A preocupação do Ministério da Saúde alcança outras doenças, como a poliomielite. O ministro lembrou que, mesmo erradicada no passado, a paralisia infantil voltou a representar ameaça em virtude da redução das coberturas vacinais. Para evitar o retorno do vírus, a Pasta mantém a orientação de que pais e responsáveis atualizem a caderneta de vacinação das crianças nos postos de saúde.
Além da vacina contra a gripe, a população tem disponível na rede pública imunizantes que, no mercado privado, representavam custos elevados. Padilha citou dois exemplos: a vacina contra o vírus sincicial respiratório (VSR), indicada para gestantes e bebês, que ajuda a prevenir bronquiolite e pneumonia, e a vacina meningocócica ACWY, capaz de proteger contra diferentes sorogrupos da bactéria que causa meningite. Ambas podem ser administradas gratuitamente no Sistema Único de Saúde (SUS) conforme as recomendações de idade e grupos prioritários.
O ministro ainda lembrou que a Pasta vem realizando ações paralelas para melhorar o acesso a serviços de diagnóstico e tratamento.
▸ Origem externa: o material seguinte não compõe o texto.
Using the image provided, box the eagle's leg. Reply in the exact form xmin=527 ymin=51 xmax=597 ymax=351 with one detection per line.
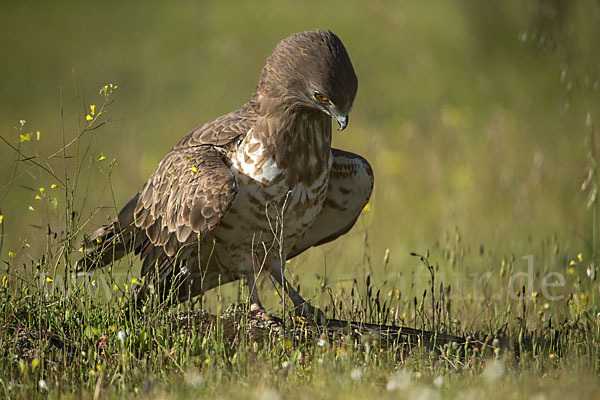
xmin=269 ymin=264 xmax=327 ymax=323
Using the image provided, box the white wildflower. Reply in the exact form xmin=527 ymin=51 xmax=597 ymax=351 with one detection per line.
xmin=483 ymin=360 xmax=506 ymax=383
xmin=350 ymin=368 xmax=362 ymax=381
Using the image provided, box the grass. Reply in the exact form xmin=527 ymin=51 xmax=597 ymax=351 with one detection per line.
xmin=0 ymin=0 xmax=600 ymax=399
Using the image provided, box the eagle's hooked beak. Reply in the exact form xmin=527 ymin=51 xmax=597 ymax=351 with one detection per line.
xmin=334 ymin=114 xmax=348 ymax=131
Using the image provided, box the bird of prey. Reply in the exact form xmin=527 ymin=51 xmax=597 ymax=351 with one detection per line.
xmin=78 ymin=30 xmax=373 ymax=318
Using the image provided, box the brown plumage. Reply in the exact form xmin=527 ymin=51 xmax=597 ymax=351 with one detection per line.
xmin=79 ymin=31 xmax=373 ymax=316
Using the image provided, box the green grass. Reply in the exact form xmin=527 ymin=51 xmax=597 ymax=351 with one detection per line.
xmin=0 ymin=0 xmax=600 ymax=398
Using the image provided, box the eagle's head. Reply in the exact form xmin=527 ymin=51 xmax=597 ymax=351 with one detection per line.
xmin=257 ymin=30 xmax=358 ymax=130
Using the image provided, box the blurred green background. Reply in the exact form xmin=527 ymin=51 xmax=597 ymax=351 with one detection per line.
xmin=0 ymin=0 xmax=600 ymax=310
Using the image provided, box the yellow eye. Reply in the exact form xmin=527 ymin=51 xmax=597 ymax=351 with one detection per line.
xmin=315 ymin=93 xmax=329 ymax=102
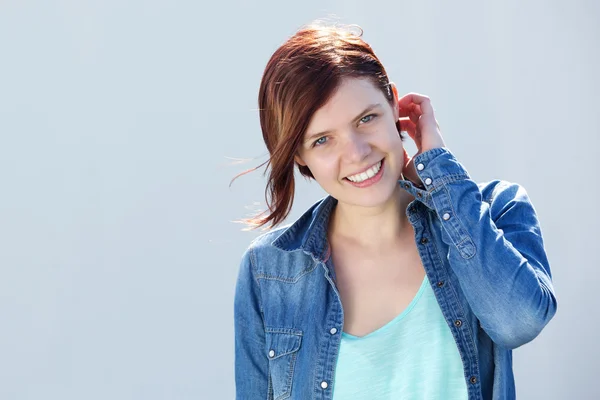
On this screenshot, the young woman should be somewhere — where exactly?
[234,26,556,400]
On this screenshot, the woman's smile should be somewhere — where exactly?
[344,159,385,188]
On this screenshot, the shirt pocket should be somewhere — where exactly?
[265,328,302,400]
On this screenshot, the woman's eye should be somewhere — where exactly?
[313,136,327,147]
[360,114,375,124]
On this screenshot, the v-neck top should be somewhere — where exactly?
[333,275,468,400]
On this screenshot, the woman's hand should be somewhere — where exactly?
[398,93,444,184]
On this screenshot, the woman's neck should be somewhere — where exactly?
[328,187,414,250]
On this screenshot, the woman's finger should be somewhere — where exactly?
[398,93,433,115]
[398,119,417,138]
[398,103,421,124]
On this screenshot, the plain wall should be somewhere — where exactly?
[0,0,600,400]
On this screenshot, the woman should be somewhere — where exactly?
[234,26,556,400]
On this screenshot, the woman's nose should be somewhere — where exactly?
[343,133,371,163]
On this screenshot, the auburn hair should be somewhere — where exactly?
[234,24,403,229]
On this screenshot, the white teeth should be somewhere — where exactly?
[348,161,381,183]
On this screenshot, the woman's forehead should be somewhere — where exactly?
[308,78,387,132]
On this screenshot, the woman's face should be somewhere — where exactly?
[295,78,404,207]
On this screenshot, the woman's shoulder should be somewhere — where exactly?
[477,179,529,204]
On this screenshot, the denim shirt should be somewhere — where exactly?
[234,148,557,400]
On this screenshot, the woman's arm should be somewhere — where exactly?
[234,248,271,399]
[414,148,557,348]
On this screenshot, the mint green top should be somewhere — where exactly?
[333,276,468,400]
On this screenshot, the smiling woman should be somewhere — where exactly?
[234,21,556,400]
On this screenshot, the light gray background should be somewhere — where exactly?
[0,0,600,400]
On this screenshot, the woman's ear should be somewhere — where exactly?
[390,82,400,120]
[294,154,306,167]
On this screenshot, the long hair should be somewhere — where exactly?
[234,24,394,229]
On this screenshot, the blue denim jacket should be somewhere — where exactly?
[234,148,557,400]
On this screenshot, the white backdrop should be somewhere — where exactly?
[0,0,600,400]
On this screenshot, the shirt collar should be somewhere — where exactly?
[271,196,337,261]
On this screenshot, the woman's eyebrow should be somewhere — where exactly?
[304,103,381,143]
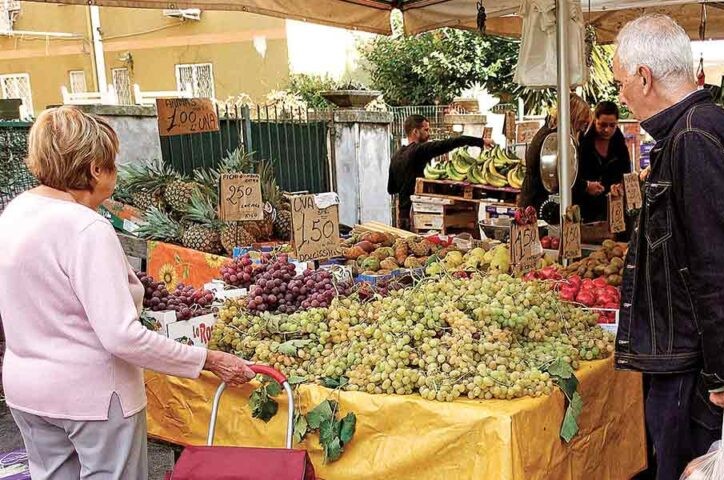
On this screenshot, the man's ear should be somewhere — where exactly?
[638,66,654,95]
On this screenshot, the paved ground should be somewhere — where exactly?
[0,339,173,480]
[0,402,173,480]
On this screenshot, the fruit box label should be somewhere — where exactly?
[167,313,217,347]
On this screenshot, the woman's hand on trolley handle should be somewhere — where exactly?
[204,350,256,387]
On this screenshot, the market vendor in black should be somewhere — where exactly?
[387,115,492,230]
[573,102,631,222]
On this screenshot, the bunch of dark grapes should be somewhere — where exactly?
[220,254,258,288]
[135,271,172,312]
[247,255,295,312]
[170,283,214,320]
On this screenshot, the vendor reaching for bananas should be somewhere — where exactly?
[387,115,493,230]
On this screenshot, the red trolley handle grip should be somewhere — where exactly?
[249,365,287,385]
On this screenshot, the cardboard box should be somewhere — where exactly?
[166,313,218,347]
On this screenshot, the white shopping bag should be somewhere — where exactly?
[679,416,724,480]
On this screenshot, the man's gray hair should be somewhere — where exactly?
[616,14,694,88]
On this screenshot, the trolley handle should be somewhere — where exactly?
[206,365,294,449]
[249,364,287,385]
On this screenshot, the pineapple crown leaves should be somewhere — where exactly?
[118,160,180,192]
[184,190,223,228]
[136,207,183,242]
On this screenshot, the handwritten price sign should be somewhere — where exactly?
[623,173,644,210]
[510,222,542,274]
[291,195,342,262]
[219,173,264,222]
[608,193,626,233]
[156,98,219,137]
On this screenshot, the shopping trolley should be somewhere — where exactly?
[166,365,315,480]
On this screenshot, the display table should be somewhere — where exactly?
[146,359,646,480]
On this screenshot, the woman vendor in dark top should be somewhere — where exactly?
[573,102,631,222]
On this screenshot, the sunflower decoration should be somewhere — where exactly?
[158,263,178,292]
[204,253,229,268]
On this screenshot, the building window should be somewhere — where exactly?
[0,73,34,118]
[176,63,214,98]
[111,68,133,105]
[68,70,88,93]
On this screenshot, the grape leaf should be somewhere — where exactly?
[339,412,357,445]
[323,437,342,463]
[265,380,282,397]
[307,400,334,430]
[277,340,312,356]
[294,414,309,443]
[322,376,349,388]
[546,359,573,379]
[287,375,307,386]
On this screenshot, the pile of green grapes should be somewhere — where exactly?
[209,274,613,401]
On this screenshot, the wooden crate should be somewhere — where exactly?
[415,178,520,203]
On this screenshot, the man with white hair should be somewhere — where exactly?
[613,15,724,480]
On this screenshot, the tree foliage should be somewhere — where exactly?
[360,28,616,112]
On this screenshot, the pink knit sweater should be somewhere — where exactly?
[0,192,206,420]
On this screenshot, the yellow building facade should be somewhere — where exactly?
[0,2,289,115]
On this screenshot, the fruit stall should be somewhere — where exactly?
[111,151,646,479]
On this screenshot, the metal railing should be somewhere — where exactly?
[0,121,37,212]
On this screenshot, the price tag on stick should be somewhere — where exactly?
[510,207,543,274]
[219,173,264,222]
[608,193,626,233]
[561,205,582,259]
[623,173,644,210]
[156,98,219,137]
[290,194,342,262]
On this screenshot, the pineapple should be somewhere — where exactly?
[136,207,183,243]
[163,175,199,213]
[118,162,175,210]
[181,190,222,254]
[221,222,256,255]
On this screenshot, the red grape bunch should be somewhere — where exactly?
[135,271,172,312]
[247,255,295,312]
[172,283,214,320]
[220,254,256,288]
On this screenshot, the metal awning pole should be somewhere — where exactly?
[556,0,571,217]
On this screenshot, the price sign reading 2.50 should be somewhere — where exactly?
[291,195,341,262]
[219,173,264,222]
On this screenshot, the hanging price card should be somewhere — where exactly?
[510,222,542,274]
[290,194,342,262]
[219,173,264,222]
[561,205,581,259]
[623,173,644,210]
[156,98,219,137]
[608,193,626,233]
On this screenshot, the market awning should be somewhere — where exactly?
[25,0,724,41]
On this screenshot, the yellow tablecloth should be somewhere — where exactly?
[146,359,646,480]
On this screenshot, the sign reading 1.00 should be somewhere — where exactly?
[156,98,219,137]
[291,195,342,262]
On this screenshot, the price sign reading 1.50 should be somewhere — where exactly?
[291,195,341,262]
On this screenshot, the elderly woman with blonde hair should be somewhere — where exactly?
[0,107,254,480]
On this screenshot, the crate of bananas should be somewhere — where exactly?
[424,146,525,189]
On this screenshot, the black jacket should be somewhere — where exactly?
[387,135,483,210]
[616,91,724,388]
[573,126,631,222]
[518,121,556,211]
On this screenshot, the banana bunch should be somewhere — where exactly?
[424,146,525,189]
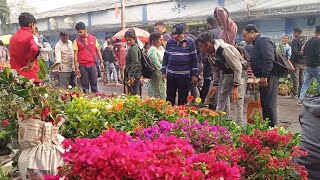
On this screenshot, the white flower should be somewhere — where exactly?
[91,108,99,113]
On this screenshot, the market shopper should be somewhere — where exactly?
[299,25,320,103]
[147,32,166,99]
[290,28,306,99]
[124,29,142,96]
[9,13,40,84]
[162,24,199,105]
[196,32,247,125]
[55,31,76,88]
[242,24,279,127]
[73,22,104,93]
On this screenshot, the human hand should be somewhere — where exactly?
[259,77,268,87]
[231,86,239,102]
[207,86,218,98]
[191,76,199,86]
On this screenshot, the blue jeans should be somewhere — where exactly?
[105,61,118,83]
[300,66,320,100]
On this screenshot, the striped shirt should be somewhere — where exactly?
[162,37,199,77]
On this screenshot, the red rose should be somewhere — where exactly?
[1,119,9,127]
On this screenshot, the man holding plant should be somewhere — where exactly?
[196,32,247,124]
[9,13,40,83]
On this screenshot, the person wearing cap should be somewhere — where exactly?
[207,16,222,39]
[162,24,199,105]
[55,31,76,88]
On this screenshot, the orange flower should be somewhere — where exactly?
[187,95,194,102]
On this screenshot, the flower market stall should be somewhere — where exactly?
[0,70,307,180]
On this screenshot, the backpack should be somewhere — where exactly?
[272,50,294,77]
[140,49,156,79]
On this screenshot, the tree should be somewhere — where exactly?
[0,0,10,32]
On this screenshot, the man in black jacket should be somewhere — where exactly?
[242,24,279,127]
[290,28,306,99]
[299,25,320,102]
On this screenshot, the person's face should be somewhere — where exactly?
[60,36,69,44]
[126,37,136,46]
[154,36,164,47]
[77,29,87,38]
[242,30,256,43]
[154,25,166,34]
[282,36,289,44]
[198,42,209,53]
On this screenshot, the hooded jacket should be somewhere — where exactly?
[209,39,242,86]
[297,97,320,180]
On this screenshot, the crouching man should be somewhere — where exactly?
[196,32,247,125]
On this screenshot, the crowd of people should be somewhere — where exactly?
[4,6,320,126]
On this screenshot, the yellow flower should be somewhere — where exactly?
[195,97,202,104]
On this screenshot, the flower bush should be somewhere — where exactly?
[59,129,240,180]
[63,95,241,138]
[136,118,231,152]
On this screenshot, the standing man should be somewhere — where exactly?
[162,24,199,105]
[9,13,40,83]
[290,28,306,99]
[207,16,222,39]
[242,24,279,127]
[116,39,126,83]
[154,22,170,42]
[73,22,104,93]
[55,31,76,88]
[300,25,320,104]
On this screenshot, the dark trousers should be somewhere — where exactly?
[200,79,211,102]
[128,77,141,96]
[260,74,279,127]
[79,65,98,93]
[167,74,190,105]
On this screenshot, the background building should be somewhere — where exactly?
[6,0,320,45]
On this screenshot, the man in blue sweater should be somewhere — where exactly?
[242,24,279,127]
[162,24,199,105]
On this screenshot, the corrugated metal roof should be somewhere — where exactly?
[35,0,172,19]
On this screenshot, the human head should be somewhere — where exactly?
[213,6,229,26]
[18,12,37,32]
[281,35,289,44]
[315,25,320,35]
[60,31,69,43]
[293,28,302,38]
[154,22,167,34]
[124,29,137,46]
[207,16,218,30]
[196,32,214,53]
[242,24,260,43]
[171,24,184,41]
[75,22,87,38]
[104,36,111,44]
[149,32,164,47]
[181,23,189,32]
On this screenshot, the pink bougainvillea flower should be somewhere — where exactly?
[1,119,9,127]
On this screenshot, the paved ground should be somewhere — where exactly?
[99,83,303,132]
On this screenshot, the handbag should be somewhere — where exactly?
[247,92,263,124]
[77,37,101,77]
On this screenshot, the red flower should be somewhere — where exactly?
[1,119,9,127]
[187,96,194,102]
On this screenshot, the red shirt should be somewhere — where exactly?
[117,46,126,68]
[9,27,40,82]
[73,35,99,67]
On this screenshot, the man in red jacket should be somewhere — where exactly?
[9,13,40,83]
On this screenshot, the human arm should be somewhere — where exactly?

Segundo ele, foi concluído o maior mutirão de exames e cirurgias da história do SUS na área da saúde da mulher, com mais de 230 mil atendimentos. “As mulheres são a maioria da população brasileira, as que mais utilizam o SUS e também representam a maior parte dos profissionais de saúde”, frisou Padilha ao justificar a dimensão da iniciativa.
Para garantir a participação da população no Dia D, unidades básicas de saúde, postos volantes e locais de grande circulação foram orientados a funcionar em horário estendido. As secretarias estaduais e municipais de saúde organizaram equipes adicionais, tanto de profissionais da enfermagem quanto de apoio logístico, para assegurar a oferta do imunizante e registrar as doses aplicadas no Sistema de Informação do Programa Nacional de Imunizações (SI-PNI).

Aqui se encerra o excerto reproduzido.